Oyster mushrooms grow on trees - particularly dead ones - and they are out in abundance on the farm. Mushrooms of all kinds (even the ones you buy in the store) are a wonderful way to eat less meat - they are "meaty" and add lots of flavor to dishes. And while I have picked and eaten mushrooms for years, I took a short course on them recently and am now licensed in the state of Iowa to pick and sell them.

Oysters don't have any dangerous look-alikes to be worried about, but because people react differently to mushrooms of all kinds, it is always best to try a few mushrooms before you dig into a plate full. And always be sure to cook wild varieties of mushrooms (eating them raw is often what makes people sick).

The mild taste of oyster mushrooms (as compared to a morel, for example) won't overpower your food. They are easy to incorporate into dishes you already might eat - like stir fry, or atop a hamburger as you would with other kinds of mushrooms. The flavor grows richer the more you cook them, so it is recommended to always sauté or roast them to a golden brown for the best taste experience.

Oyster Mushroom "Burger"

This vegetarian burger is a tasty alternative to the all beef kind. You can even mix in a small amount of beef to help season the burger. You can also use any kind of mushroom you happen to have available.

5 oz mushrooms

*marinate in balsamic and oil

Umami flavoring like (all or some):

* 1 sheet of nori seaweed paper (chopped into small pieces)

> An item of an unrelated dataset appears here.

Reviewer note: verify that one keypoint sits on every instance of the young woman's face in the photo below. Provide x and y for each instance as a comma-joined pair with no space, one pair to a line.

* 1 tablespoon nutritional yeast

* 1 tablespoon parmesan

1/3 teaspoon Worcestershire sauce

1/4 cup walnuts or pecans (chopped)

1 clove garlic (chopped fine)

1/2 teaspoon soy sauce

1 teaspoon fresh thyme

1/4 teaspoon salt

1 egg (scrambled in a separate bowl)


Marinate mushrooms for an hour. Then roast in the oven at 425 until they are browned (but don't burn!). Chop coarsely.

Add all ingredients except for the bread crumbs. Then add bread crumbs slowly, until the mixture will stick together to form a patty and not fall apart. Refrigerate for about an hour (this helps it stay together).

Cook in a frying pan until brown on both sides (and melt cheese on top if you like) and serve as you would a hamburger, on a bun with all the fixings.

The Oyster Mushroom "Blooming Onion"

This is a simple but tasty dish John loves. Take a whole clump of oyster mushrooms and dunk in a seasoned batter (you can even use Bisquick, but beer batter is a bit too strong for the delicate oyster mushroom).

Fry. Peel off the mushrooms and dip in sauce or pop in your mouth. Delicious.

Simple Oyster Mushroom Sauté

For this chop up some onions and garlic and cook them with the mushrooms in a pan with hot oil. Add fresh thyme if you have it. Brown the mushrooms and salt and pepper to taste. If your arteries are still good, at the end of the cooking, turn off the flame and add cold butter to thicken the sauce and add more flavor. This mixture can be eaten as a side dish, or it can be spooned over egg noodles (as you would for Chicken and Noodles).